В бухте Саранной где глубина составляла 45 метров, заняли точку погружения. Командир дал радиограмму в штаб и на торпедолов - О. Ерофееву, получил квитанцию.

Приняли главный балласт, кроме средней группы цистерн, осмотрелись, из отсеков поступили доклады: “Замечаний нет!”. Стали заполнять среднюю группу цистерн главного балласта - порциями в три приема. После приема третьей порции лодка камнем пошла ко дну. Позже выяснилось, что корабль имел отрицательную плавучесть равную 60 тоннам. То есть вес подводной лодки был более на 60 тонн от расчетного. В центральном посту все были “слепые”, как оказалось приборы, показывающие глубину - глубиномеры, были отключены.
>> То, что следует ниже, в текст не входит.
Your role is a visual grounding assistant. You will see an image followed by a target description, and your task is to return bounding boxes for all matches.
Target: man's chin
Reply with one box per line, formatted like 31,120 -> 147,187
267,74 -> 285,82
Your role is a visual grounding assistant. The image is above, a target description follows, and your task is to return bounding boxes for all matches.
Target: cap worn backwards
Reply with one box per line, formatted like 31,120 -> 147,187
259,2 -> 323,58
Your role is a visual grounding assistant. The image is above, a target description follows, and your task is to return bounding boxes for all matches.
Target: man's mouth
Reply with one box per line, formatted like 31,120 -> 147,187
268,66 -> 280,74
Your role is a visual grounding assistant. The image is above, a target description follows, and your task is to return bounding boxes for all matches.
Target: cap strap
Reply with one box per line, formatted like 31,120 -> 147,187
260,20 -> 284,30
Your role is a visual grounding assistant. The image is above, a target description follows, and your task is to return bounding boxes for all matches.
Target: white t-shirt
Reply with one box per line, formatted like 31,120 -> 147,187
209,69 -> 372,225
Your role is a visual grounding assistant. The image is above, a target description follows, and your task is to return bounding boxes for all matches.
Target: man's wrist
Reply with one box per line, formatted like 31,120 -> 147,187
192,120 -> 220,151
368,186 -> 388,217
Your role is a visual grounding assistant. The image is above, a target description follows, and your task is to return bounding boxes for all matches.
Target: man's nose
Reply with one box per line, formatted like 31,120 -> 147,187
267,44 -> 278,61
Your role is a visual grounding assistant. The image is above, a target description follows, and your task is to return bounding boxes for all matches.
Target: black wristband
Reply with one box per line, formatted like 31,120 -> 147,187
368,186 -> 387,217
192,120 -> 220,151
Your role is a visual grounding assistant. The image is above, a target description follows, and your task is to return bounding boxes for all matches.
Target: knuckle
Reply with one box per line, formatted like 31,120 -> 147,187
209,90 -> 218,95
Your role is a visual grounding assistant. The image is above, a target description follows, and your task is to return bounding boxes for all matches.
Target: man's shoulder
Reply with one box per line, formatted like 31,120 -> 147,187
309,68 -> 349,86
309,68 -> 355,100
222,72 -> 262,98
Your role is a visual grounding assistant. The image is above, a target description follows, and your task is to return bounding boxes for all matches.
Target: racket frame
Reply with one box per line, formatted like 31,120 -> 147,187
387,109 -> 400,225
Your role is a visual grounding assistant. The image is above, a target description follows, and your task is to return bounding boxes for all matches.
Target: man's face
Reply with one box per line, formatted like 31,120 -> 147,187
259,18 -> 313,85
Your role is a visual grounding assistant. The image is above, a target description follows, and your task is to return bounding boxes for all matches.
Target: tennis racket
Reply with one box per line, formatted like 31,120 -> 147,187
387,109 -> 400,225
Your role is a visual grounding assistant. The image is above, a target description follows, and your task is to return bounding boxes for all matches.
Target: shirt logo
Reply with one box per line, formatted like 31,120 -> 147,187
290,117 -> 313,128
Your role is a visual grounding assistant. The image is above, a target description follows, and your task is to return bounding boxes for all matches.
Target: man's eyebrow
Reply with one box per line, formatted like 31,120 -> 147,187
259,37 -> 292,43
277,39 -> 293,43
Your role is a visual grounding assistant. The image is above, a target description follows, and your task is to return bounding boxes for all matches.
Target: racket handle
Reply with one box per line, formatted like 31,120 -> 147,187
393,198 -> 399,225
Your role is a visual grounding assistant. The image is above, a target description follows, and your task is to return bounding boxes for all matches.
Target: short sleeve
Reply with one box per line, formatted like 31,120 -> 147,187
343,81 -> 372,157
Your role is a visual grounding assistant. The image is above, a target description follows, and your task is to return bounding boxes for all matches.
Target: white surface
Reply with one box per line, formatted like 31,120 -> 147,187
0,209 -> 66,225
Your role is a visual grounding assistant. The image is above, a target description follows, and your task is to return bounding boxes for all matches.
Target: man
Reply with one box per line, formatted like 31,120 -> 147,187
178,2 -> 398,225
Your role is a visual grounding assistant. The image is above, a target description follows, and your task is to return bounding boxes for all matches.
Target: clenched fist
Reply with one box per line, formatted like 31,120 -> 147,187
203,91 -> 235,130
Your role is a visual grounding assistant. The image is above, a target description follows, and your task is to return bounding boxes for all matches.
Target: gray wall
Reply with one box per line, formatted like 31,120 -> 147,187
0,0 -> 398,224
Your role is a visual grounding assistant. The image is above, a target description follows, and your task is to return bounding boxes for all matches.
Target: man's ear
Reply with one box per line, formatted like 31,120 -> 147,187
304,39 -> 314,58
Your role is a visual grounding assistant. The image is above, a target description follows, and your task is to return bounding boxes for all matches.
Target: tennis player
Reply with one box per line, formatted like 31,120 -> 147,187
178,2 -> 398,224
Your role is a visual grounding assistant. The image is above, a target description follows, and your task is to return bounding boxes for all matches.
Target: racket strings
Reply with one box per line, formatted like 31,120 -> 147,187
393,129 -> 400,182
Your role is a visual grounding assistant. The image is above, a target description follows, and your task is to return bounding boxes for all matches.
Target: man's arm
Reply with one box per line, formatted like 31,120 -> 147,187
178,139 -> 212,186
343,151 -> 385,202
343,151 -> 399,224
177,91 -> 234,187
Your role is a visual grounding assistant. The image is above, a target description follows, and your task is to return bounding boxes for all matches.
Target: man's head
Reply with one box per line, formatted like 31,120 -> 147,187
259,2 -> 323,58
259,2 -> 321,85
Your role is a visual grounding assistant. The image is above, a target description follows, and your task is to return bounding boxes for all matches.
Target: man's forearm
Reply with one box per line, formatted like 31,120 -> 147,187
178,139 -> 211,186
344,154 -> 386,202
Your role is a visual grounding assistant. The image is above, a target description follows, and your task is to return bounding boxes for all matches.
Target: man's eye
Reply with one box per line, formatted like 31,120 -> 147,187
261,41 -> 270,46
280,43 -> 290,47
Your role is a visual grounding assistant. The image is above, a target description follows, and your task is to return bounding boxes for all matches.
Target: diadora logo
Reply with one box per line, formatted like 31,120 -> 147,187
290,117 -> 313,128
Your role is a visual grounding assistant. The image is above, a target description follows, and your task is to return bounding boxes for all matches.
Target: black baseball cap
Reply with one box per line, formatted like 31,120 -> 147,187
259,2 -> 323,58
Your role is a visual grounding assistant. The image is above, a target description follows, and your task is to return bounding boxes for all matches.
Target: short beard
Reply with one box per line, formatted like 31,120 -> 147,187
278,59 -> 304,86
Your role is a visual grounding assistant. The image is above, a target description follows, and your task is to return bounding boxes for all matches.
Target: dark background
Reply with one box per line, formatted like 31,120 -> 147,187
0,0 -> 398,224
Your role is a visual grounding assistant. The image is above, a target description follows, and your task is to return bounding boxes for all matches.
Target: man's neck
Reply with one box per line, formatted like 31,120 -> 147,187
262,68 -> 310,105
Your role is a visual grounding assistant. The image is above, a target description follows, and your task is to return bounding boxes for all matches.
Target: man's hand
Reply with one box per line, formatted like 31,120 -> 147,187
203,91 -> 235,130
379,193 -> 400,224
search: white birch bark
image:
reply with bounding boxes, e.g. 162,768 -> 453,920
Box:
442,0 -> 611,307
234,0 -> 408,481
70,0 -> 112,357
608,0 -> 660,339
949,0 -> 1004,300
И об этом догадались только лишь тогда, когда лодка легла на грунт. Попытка продуть главный балласт результатов не дала, т.к. растерявшийся оператор на пульте общекорабельными системами произвел действия обратные необходимым. Он закрыл кингстоны, а клапана вентиляции остались открытыми, и драгоценный воздух высокого давления уходил в океан вместо того, чтобы вытеснять воду из цистерн главного балласта.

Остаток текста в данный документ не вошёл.